August has officially started, which means the school year is vastly approaching. It is time to bring out the lunchboxes, backpacks and the number two pencils. Before starting that back to school shopping, Gwendolyn Welsh, MD, The Christ Hospital Physicians – Primary Care recommends following these tips for a healthy back to school transition:

  1. Establish an early routine. At least two weeks before school starts adjust your child’s schedule. For example, change their bedtime to make sure they get at least eight to nine hours of sleep. Many kids need at least nine hours or more to get a good night’s sleep.   
  2. Good eating habits start early. It is important to have a good breakfast to start your day. Some kids can be picky so take them to the grocery store with you so they can pick healthy foods that they will enjoy. Also, lunch plays a role with how the rest of the day will go, so make sure they have at least two to three items that are healthy.

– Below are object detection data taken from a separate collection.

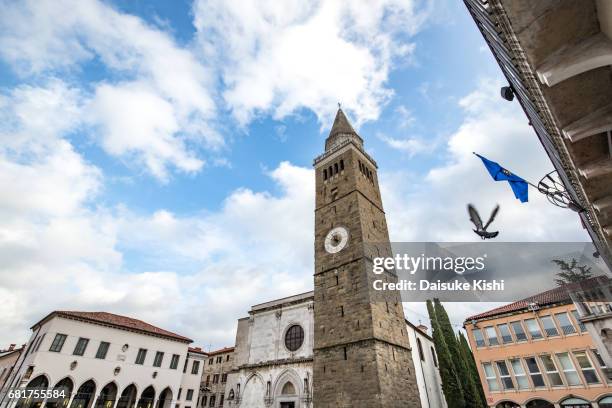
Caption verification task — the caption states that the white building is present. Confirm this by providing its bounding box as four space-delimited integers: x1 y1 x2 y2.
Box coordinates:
406 320 447 408
225 292 314 408
0 311 206 408
224 292 447 408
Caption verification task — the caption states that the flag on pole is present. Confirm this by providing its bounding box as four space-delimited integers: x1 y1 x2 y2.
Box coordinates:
474 153 529 203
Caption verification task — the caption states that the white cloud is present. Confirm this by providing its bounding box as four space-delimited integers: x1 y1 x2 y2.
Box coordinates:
194 0 426 125
0 0 224 181
376 133 436 157
381 81 588 242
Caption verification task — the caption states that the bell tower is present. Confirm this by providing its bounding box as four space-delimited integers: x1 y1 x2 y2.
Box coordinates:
313 109 421 408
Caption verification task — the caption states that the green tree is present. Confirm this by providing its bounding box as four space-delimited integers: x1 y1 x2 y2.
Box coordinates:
434 299 480 408
552 258 593 286
427 300 466 408
459 332 488 408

  3. Get acquainted with the school. Some kids might be heading to a different building within the district. Before school starts try to bring your child to their school so they can see where their classroom is and their locker or cubby is located. It will help your child to be less stressed or nervous on the first day. If you have any concerns, make sure to contact your child’s teacher before school starts so they are aware of your concerns.

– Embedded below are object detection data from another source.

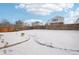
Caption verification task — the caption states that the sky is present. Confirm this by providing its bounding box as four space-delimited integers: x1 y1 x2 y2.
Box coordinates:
0 3 79 23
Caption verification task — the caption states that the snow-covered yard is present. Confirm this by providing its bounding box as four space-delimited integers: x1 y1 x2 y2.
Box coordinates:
0 30 79 55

  4. Check the school bus route and safety. Before the first day, make sure your child knows their bus number and what time the bus arrives. When your child is on the bus, make sure they know the rules set by the National Safety Council. For example, they should learn the hand sign the bus drivers gives when it is ok to cross the street.

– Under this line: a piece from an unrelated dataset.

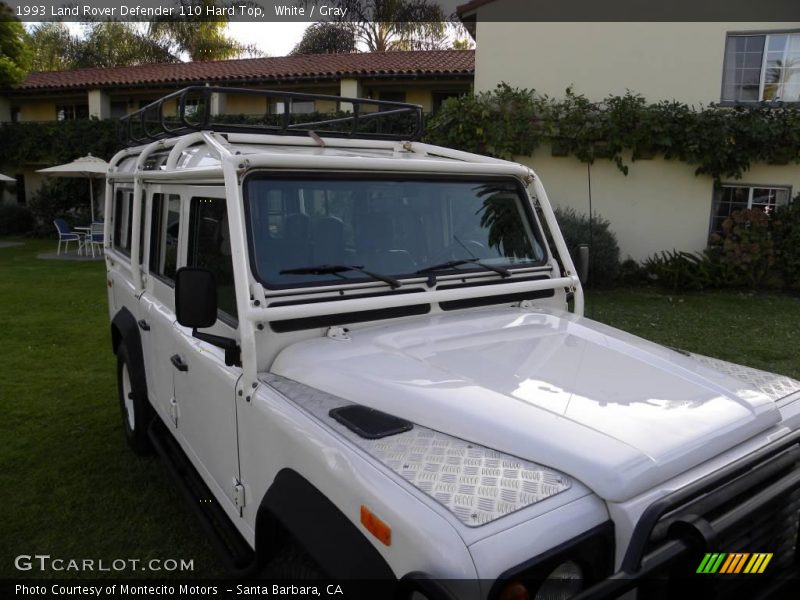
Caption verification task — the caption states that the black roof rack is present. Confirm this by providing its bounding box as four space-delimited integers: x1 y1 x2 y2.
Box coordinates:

  5. Exercise. After a long school day, it is important that kids get at least an hour or more of physical of activity. It gives their brain a break as well as helps them sleep better at night. Also, you can join them as well so you can get your daily dose of exercise.
  6. Support. Talk to your child before school starts and set some goals for this coming school year as well as set expectations you want from them. Also, try talking to them more about their day. Usually the only response parents get from their kids after school is “fine’ or “good”. It might be difficult at first, but be sure to ask every day.